At least for the next two weeks. The Eagles are on their bye week and don't play again until Oct. 9 at Detroit. 

“It is still a young season, only three games. This was a good benchmark," Pederson said. "That’s a good football team, the Steelers are a great football team. They are going to be there at the end, they always are. Coach (Mike) Tomlin always has those guys ready to play. 

"But for our guys, it is just a little glimpse of that belief that I have been saying since the spring and summer. If they just do their jobs, I just feel that good things can happen. We just protect each other in that dressing room in there and keep coming to work everyday.”

Pederson is the only head coach in team history to win each of his first three games. It's only the ninth time the Eagles have started 3-0.

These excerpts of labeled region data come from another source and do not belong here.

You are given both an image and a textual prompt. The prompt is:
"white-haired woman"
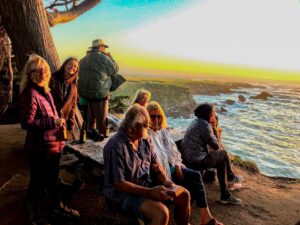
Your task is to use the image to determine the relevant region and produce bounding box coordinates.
[147,101,222,225]
[20,54,78,222]
[103,104,190,225]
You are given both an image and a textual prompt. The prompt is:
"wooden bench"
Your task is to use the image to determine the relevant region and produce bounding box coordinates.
[65,129,184,225]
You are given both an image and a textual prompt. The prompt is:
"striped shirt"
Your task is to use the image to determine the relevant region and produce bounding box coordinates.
[103,129,157,202]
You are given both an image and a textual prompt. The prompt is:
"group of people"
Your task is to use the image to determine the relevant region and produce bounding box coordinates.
[20,39,119,224]
[104,92,242,225]
[20,39,242,225]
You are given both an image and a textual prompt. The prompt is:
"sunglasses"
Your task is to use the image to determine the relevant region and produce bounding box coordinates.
[30,68,46,73]
[150,114,162,120]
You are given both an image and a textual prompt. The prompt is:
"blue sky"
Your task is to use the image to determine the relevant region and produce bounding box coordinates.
[52,0,300,80]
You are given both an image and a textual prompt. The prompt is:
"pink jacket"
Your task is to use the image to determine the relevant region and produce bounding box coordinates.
[20,84,64,153]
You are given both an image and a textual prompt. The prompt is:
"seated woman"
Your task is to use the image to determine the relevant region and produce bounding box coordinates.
[20,54,79,224]
[147,101,222,225]
[103,104,190,225]
[132,89,151,107]
[50,57,79,140]
[181,103,242,204]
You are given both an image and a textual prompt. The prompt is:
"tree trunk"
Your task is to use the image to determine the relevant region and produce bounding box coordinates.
[0,0,60,72]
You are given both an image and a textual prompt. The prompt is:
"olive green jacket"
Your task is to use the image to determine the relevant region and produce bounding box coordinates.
[78,49,118,100]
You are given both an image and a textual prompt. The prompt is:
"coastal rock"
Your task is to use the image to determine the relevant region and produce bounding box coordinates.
[217,106,228,113]
[250,91,273,100]
[238,95,246,102]
[225,99,235,105]
[112,81,196,118]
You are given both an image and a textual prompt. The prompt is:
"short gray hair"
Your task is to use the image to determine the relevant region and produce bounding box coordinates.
[120,104,150,133]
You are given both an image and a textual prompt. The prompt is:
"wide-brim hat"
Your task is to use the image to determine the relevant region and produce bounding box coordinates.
[92,39,109,48]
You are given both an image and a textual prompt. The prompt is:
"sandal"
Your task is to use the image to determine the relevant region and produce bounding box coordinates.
[57,202,80,218]
[201,218,224,225]
[62,206,80,218]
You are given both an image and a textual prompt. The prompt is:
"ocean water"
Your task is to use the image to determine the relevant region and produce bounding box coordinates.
[168,85,300,178]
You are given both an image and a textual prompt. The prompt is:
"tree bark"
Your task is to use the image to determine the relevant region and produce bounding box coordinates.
[47,0,101,26]
[0,0,60,72]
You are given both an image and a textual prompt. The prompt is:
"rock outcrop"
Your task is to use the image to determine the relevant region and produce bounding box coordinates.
[113,81,196,117]
[238,95,246,102]
[250,91,273,100]
[225,99,235,105]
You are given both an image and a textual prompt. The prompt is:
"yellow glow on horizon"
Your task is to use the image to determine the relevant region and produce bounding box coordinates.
[57,38,300,83]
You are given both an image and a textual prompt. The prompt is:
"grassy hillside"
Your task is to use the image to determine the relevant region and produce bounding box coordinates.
[112,76,254,117]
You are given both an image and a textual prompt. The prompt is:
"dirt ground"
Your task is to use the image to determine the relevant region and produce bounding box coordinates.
[0,124,300,225]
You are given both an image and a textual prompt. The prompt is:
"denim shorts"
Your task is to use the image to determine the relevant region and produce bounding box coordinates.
[120,195,146,219]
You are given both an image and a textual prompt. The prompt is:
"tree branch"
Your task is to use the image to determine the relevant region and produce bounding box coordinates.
[47,0,101,26]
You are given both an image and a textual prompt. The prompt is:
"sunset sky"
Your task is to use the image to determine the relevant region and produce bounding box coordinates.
[52,0,300,83]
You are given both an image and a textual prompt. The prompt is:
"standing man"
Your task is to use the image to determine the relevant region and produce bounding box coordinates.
[78,39,119,141]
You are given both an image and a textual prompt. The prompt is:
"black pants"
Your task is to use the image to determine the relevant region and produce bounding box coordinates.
[27,151,61,205]
[172,167,207,208]
[190,150,234,196]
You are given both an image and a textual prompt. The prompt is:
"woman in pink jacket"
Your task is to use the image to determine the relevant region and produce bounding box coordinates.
[20,54,78,224]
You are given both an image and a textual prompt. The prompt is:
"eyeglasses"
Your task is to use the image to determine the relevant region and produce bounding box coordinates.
[29,68,46,73]
[150,114,162,120]
[138,122,149,129]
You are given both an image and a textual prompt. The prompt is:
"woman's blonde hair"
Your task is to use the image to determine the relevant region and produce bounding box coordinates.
[20,54,51,93]
[147,101,168,129]
[131,89,151,105]
[120,104,150,134]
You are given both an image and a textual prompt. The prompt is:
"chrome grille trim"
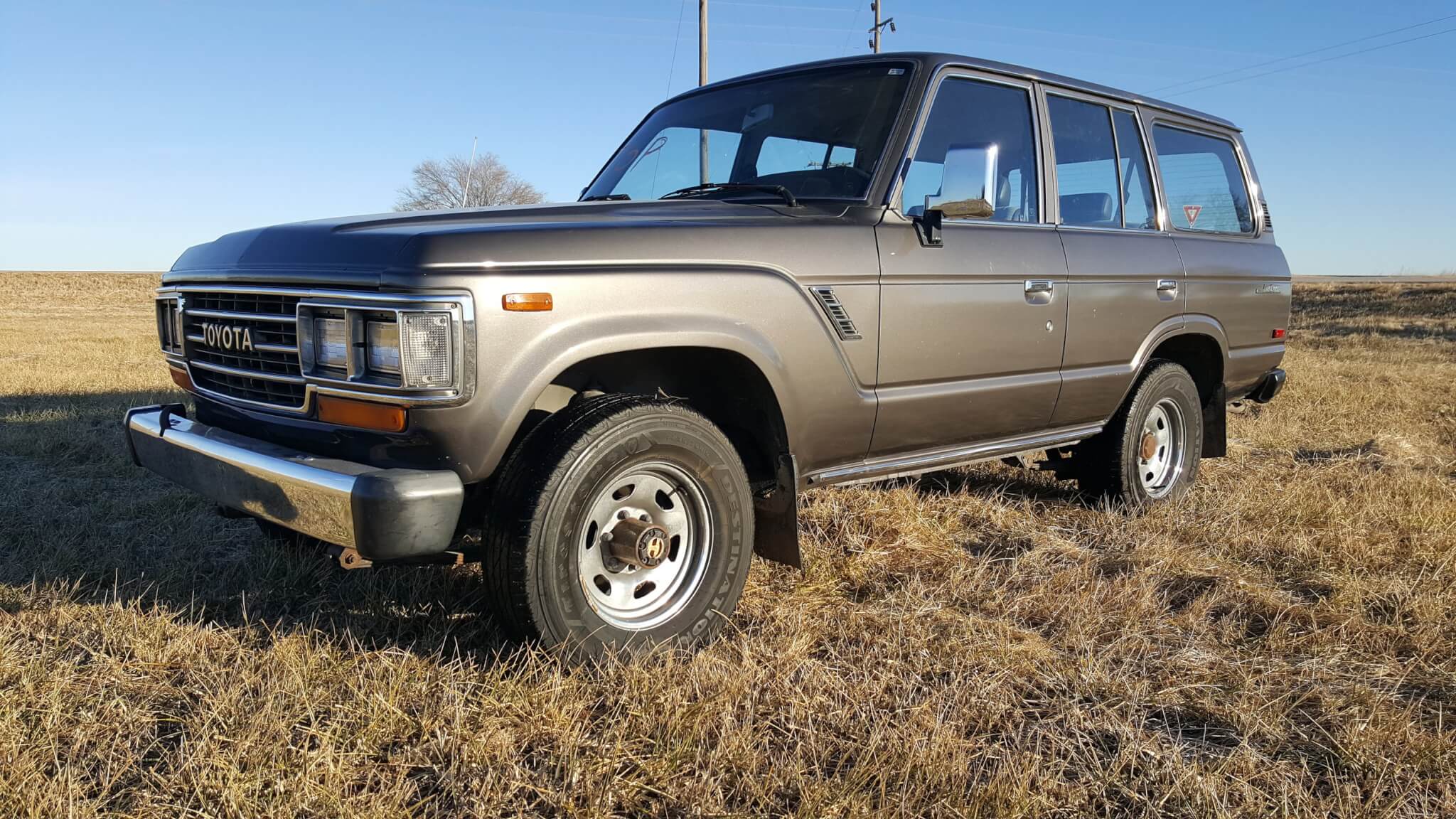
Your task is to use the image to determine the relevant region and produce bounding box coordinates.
[179,287,310,414]
[188,361,307,383]
[185,308,299,323]
[156,283,476,415]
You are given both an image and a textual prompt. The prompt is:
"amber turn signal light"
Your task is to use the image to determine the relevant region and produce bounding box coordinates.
[319,395,405,433]
[168,364,192,392]
[501,293,552,314]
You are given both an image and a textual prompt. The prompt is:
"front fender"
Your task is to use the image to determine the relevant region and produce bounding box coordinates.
[471,260,874,476]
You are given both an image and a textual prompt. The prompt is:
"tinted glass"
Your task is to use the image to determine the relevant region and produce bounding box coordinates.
[901,77,1039,222]
[1153,125,1253,233]
[754,137,855,176]
[611,128,742,200]
[584,63,911,200]
[1047,96,1123,228]
[1113,111,1157,230]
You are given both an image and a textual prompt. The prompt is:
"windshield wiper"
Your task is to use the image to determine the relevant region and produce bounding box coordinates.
[658,182,799,207]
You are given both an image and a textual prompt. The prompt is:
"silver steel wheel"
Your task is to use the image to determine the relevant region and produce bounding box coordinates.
[1137,398,1185,498]
[577,461,712,630]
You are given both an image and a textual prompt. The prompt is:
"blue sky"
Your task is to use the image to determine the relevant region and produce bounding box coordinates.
[0,0,1456,274]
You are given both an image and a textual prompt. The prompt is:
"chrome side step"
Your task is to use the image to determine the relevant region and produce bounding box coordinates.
[803,424,1102,487]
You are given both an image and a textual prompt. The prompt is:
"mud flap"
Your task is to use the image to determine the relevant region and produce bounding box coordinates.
[753,451,802,568]
[1203,383,1229,458]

And of course, a big reason they've done so is their prodigy quarterback Carson Wentz, who became only the second rookie in team history to record a 300-yard passing game (Nick Foles is the other).

More impressively, Wentz now has attempted 102 straight passes without an interception, the longest streak ever begin an NFL career (per ESPN). Dallas'  Dak Prescott is at 99 after the Cowboys beat up the Bears.

But don't ask Pederson to admit he's amazed by Wentz or the fact he had the presence of mind to make plays like the riveting 73-yard TD pass to Darren Sproles (much more on that here).

“You know, you just put on his college film. Just watch him," Pederson said. "We exhausted his college tape and those were the plays that he made at North Dakota State. That play tonight was just a tremendous play by both he and Darren Sproles. Those are the types of things that we know he can do. He just keeps gaining confidence every single week.”

As does the defense, which kept one of the league's most potent offenses out of the end zone

"They just weren’t going to be denied," Pederson said. "They just weren’t going to bow their necks. They weren’t going to let them in the endzone. It just came down to our will versus theirs and I was just so happy with the way the guys played. Just a great team effort.”